Monday, June 11, 2012

Meditation 37: Skin and Body


Think what it means to have a skin. We wear our skins as divers wear their wet suits.  It separates us from the surrounding world, gives us a sense of the "in here" and the "out there."  It means that we can be alone, and in fact that we are always, in a sense, alone. I am not talking just about being alone in a crowd, but an ontological separation.  It means that we can watch people suffer and die within their skins, but be unable to go inside with them.  It means we have to die alone, even if others are in the room with us. We can hold someone's hand, but that is skin upon skin, one outside touching another. It is as if, when we meet, we are unable to take off our gloves. A shield of skin gives us a place to hide, but also a barrier between ourselves and others.

Yet this does not seem to be the end of the story, for otherwise our lives would be dreary indeed. There are forces in the body that extend out beyond it, perhaps what is meant by a person's aura, perhaps a complex field of electro-magnetism. When two human bodies approach closely, these fields intermingle and together produce a single field whose borders do not stop at the skin. With some individuals it feels good to be close enough to feel the change of field, with others, not. 

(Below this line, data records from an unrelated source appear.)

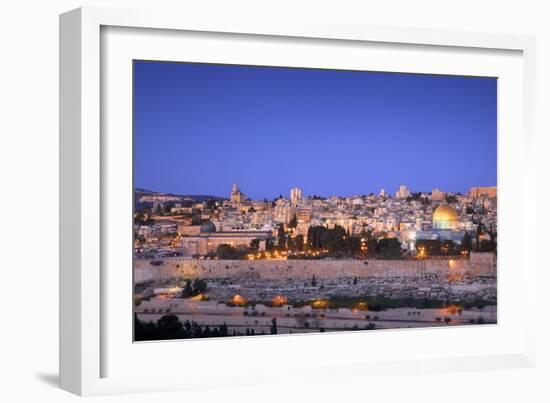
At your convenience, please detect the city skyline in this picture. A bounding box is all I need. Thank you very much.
[134,61,497,339]
[134,61,497,199]
[137,182,494,201]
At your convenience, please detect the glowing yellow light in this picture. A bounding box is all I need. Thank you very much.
[271,295,288,307]
[230,294,247,306]
[311,299,329,309]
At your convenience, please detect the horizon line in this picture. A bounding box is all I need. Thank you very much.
[135,185,498,199]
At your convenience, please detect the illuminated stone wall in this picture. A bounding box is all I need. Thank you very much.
[134,252,496,284]
[468,186,497,198]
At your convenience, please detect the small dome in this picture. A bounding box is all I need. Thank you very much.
[199,221,217,233]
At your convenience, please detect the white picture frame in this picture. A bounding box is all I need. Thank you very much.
[60,6,537,396]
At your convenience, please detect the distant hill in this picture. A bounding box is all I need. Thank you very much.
[135,188,226,203]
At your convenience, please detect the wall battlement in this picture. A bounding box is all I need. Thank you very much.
[134,252,496,284]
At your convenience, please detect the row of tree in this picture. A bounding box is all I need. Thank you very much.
[206,244,251,259]
[134,314,277,341]
[415,231,496,256]
[416,239,463,256]
[306,225,354,252]
[135,314,229,340]
[364,238,403,259]
[205,225,496,260]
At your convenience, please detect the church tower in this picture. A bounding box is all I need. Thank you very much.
[230,183,245,204]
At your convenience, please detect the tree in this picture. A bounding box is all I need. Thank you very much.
[134,210,153,225]
[270,318,278,335]
[265,238,275,252]
[462,232,473,252]
[163,202,174,214]
[365,228,373,241]
[295,234,304,251]
[206,199,217,210]
[366,239,378,257]
[216,243,247,259]
[475,222,483,250]
[181,279,207,297]
[157,315,183,339]
[181,279,193,298]
[305,225,363,256]
[377,238,402,258]
[323,225,346,253]
[249,238,260,251]
[307,226,320,249]
[285,236,296,251]
[134,316,234,340]
[192,278,207,295]
[277,224,286,250]
[288,214,298,229]
[445,194,458,204]
[219,323,228,337]
[488,225,497,242]
[441,240,458,255]
[416,239,442,256]
[479,239,497,252]
[311,275,317,287]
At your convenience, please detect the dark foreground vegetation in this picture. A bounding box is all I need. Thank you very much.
[134,312,379,341]
[134,313,278,341]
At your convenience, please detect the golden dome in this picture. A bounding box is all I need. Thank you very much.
[432,203,458,229]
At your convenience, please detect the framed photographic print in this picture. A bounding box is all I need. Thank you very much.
[60,7,537,396]
[132,60,498,341]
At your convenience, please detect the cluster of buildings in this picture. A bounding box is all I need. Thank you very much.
[134,184,497,258]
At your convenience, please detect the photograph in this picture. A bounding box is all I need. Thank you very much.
[2,0,546,400]
[132,60,498,341]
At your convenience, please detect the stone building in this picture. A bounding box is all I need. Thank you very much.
[416,203,466,243]
[430,188,445,201]
[395,184,411,199]
[230,183,246,205]
[180,221,272,256]
[468,186,497,199]
[290,187,303,207]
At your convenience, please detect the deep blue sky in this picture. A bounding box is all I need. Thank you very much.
[134,61,497,199]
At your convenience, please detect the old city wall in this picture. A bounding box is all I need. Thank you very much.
[134,253,496,283]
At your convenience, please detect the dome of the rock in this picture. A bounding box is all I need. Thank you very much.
[432,203,458,229]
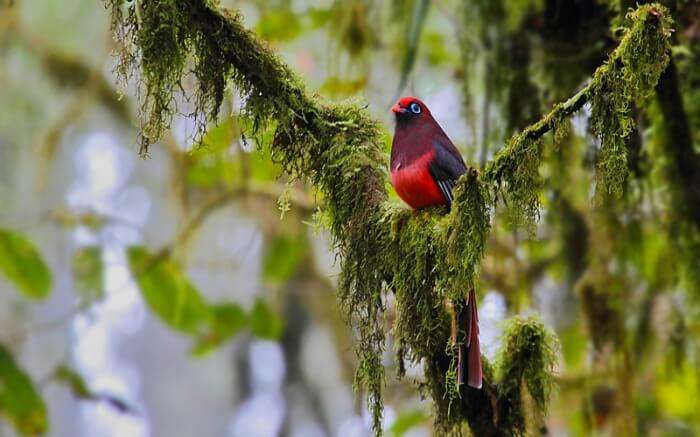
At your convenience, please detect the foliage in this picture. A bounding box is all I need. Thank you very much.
[0,228,51,299]
[0,0,695,434]
[127,247,211,333]
[192,303,248,355]
[72,246,104,303]
[0,344,47,435]
[250,298,284,340]
[495,316,558,434]
[387,408,429,436]
[50,365,135,414]
[261,233,307,285]
[127,247,281,354]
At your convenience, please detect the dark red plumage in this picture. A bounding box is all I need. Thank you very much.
[390,96,482,389]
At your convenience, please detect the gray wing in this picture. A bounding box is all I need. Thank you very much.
[428,136,467,206]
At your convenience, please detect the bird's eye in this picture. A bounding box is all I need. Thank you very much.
[410,102,421,114]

How we live in our skins and bodies is affected by culture, habit and language.  Each of us walks around in a body space, and we tend not to think that the other's space begins right up against our own skins, though in some cultures touching, or a certain kind of touching, is more a part of the rituals of social intercourse than in others.  Some parts of our skins are more private and touchy than others. A shake of the hand, palm against palm, is acceptable, but touching someone's genitals in friendly greeting would likely be taken amiss.  Indeed, unless the toucher is from another planet, we would probably think it insulting or suggestive.

Formality and intimacy are shown in how the body energy fields and skin are used and lived.  We are projections of meaning, and our bodies and skins are signs and intentions. Most persons do not have to think about this very much, unless they find themselves in a land where different mores govern the uses of skin and body.  We read the signs effortlessly at home and are sometimes embarrassed abroad.  Luckily, we do not have to rely on body language alone, but have ways to project our thoughts and feelings in words that cross the space from skin to skin. 

There is a situation in which the ontological alienation of the individual is overcome, and that is in the embrace, the caress, and the touching of head to head. Now inside and outside are confused, and duality of self and other is, for a moment, transcended. This is one of the most blessed of human conditions, and is not identical with having sex, though it does not exclude it. One feels no longer alone, and this feeling, though insubstantial and fleeting, is the merging two beings into one.  Physical contact with another person is one of the great comforts of life, but also one of the most regulated.  Perhaps is must be this way, since our hectic and regimented lives mainly require us to live in our skins and keep our hands and bodies to ourselves.